Same as the answer you got with the circles, but easier to calculate. You can even do it in your head! It works because in both cases we're scaling uniformly along two dimensions.

@infobeautiful
Math -- or maths -- learning how to do it can have real-world consequences and/or benefits.
@infobeautiful But two 12" pizzas seem to have twice as many salami slices 😂🥰

@infobeautiful In earlier days when eating pizza indoors with friends and strangers wasn't as harrowing, I more than once had an argument over this with people.

"But we can get four mediums for the same price as two extra larges!"

"Ok but there is much more pizza with the extra larges."

"But it's FOUR, it's MORE pizzas!"

"Yes, but they're less than half the size."

(Arguments as circular as pies ensued.)

According to @infobeautiful's illustration, two 12 inch pizzas have twice as many pepperonies as one 18 inch pizza :)
@infobeautiful that's counterintuitive... (on the other hand it's somehow very obvious that small pizzas are really bad value for money compared to medium or large)
@infobeautiful ich habe vor Jahren ein Pizzagrößenvergleichs-Excelsheet erstellt, um den günstigsten Preis/cm² zu ermitteln.
@infobeautiful @Guillotine_Jones Damn, this should be a required exercise in maths class.
@infobeautiful You also see this in car rims where just 1 or 2 inch larger rims can have significantly more rotational mass.
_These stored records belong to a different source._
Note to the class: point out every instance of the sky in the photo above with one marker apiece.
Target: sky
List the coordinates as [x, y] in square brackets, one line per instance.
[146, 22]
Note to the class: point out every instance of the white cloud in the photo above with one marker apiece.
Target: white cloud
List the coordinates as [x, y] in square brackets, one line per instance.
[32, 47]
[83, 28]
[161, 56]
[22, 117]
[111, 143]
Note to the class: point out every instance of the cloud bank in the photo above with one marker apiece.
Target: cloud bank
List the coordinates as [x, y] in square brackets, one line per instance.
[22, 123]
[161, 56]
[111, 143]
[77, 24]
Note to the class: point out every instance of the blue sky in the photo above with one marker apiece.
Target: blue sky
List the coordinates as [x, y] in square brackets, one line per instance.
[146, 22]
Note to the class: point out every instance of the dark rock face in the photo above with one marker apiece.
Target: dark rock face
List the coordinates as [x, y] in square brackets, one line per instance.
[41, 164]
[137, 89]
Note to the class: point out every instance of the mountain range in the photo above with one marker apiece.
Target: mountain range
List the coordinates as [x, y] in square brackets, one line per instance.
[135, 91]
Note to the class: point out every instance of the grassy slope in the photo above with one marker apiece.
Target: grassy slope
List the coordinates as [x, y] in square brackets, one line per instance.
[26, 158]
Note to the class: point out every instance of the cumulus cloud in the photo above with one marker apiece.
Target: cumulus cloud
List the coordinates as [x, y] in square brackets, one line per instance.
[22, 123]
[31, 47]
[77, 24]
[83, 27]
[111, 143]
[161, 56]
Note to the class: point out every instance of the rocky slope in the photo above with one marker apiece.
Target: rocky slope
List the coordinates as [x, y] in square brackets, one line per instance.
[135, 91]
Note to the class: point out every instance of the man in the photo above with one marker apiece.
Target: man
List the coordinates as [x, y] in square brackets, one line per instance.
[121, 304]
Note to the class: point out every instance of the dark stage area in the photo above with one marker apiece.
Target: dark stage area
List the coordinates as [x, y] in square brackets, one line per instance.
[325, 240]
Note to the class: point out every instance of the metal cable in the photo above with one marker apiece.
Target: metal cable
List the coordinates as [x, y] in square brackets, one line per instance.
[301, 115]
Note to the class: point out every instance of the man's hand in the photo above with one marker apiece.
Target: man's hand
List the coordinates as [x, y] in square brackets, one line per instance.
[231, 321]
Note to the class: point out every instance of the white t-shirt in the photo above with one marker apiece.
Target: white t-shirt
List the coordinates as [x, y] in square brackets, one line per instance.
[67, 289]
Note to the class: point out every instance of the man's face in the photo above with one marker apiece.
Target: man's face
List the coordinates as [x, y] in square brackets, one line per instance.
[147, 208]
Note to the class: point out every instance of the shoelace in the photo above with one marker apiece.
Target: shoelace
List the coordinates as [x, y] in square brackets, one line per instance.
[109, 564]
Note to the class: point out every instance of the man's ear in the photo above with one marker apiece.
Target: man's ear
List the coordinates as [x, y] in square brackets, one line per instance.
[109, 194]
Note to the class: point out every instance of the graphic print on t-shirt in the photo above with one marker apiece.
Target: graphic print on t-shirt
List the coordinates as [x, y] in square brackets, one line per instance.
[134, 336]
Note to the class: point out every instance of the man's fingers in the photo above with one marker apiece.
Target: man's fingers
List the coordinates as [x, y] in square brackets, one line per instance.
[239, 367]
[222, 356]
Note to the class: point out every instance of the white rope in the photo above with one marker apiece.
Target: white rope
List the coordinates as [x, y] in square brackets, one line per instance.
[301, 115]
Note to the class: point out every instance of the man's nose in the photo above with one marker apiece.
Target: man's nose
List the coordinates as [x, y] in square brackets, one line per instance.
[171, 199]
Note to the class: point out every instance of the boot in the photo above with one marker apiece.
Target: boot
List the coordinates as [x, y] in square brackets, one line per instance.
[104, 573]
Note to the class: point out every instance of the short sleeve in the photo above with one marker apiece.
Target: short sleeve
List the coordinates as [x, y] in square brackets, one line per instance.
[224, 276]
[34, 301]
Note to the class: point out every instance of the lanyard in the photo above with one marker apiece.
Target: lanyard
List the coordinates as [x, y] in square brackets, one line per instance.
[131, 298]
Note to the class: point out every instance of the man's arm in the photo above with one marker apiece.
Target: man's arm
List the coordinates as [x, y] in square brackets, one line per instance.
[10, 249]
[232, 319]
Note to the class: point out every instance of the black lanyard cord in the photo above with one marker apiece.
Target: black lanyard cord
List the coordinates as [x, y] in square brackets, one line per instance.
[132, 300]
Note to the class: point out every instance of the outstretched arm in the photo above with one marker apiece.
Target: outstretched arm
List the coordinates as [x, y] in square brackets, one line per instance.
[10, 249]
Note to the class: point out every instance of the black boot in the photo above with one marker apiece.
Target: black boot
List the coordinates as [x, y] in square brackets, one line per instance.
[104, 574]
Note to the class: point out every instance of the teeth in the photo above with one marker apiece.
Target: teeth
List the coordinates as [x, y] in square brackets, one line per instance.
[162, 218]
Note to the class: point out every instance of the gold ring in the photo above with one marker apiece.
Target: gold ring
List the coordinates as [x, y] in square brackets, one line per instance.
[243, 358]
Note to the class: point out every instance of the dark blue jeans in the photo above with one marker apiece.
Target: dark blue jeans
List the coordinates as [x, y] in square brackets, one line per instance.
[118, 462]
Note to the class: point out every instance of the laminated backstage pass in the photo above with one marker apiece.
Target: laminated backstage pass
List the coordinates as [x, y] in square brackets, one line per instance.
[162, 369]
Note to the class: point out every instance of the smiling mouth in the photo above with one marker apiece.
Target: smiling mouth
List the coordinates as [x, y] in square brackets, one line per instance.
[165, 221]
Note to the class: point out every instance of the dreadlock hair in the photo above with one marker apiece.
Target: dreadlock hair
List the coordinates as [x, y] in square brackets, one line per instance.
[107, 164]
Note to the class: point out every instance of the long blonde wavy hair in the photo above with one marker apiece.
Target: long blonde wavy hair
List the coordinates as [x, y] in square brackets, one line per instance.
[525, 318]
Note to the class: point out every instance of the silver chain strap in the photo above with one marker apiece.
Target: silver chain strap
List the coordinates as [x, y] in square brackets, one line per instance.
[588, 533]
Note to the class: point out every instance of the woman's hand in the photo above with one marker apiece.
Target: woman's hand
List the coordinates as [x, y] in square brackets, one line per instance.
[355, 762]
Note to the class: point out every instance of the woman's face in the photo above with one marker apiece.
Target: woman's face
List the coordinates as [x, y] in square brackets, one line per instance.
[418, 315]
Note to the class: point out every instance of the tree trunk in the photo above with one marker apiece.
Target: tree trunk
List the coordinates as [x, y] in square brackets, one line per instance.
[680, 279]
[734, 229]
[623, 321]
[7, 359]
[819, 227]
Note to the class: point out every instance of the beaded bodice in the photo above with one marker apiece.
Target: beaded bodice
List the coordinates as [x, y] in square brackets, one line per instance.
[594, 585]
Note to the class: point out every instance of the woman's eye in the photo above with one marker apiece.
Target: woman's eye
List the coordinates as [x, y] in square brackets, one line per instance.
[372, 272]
@infobeautiful it's important to note that when the object you're measuring is a pizza, the radius is properly denoted with z and the height (altitude) with a

because its volume is pi * z * z * a

@infobeautiful @Barbramon1

Yep I think about pizza per square inch, because the next size up is only a couple of bucks difference, and you could do a price per square inch analysis.

Nope, I have never done that analysis. I just think about it every time I pick up a pizza.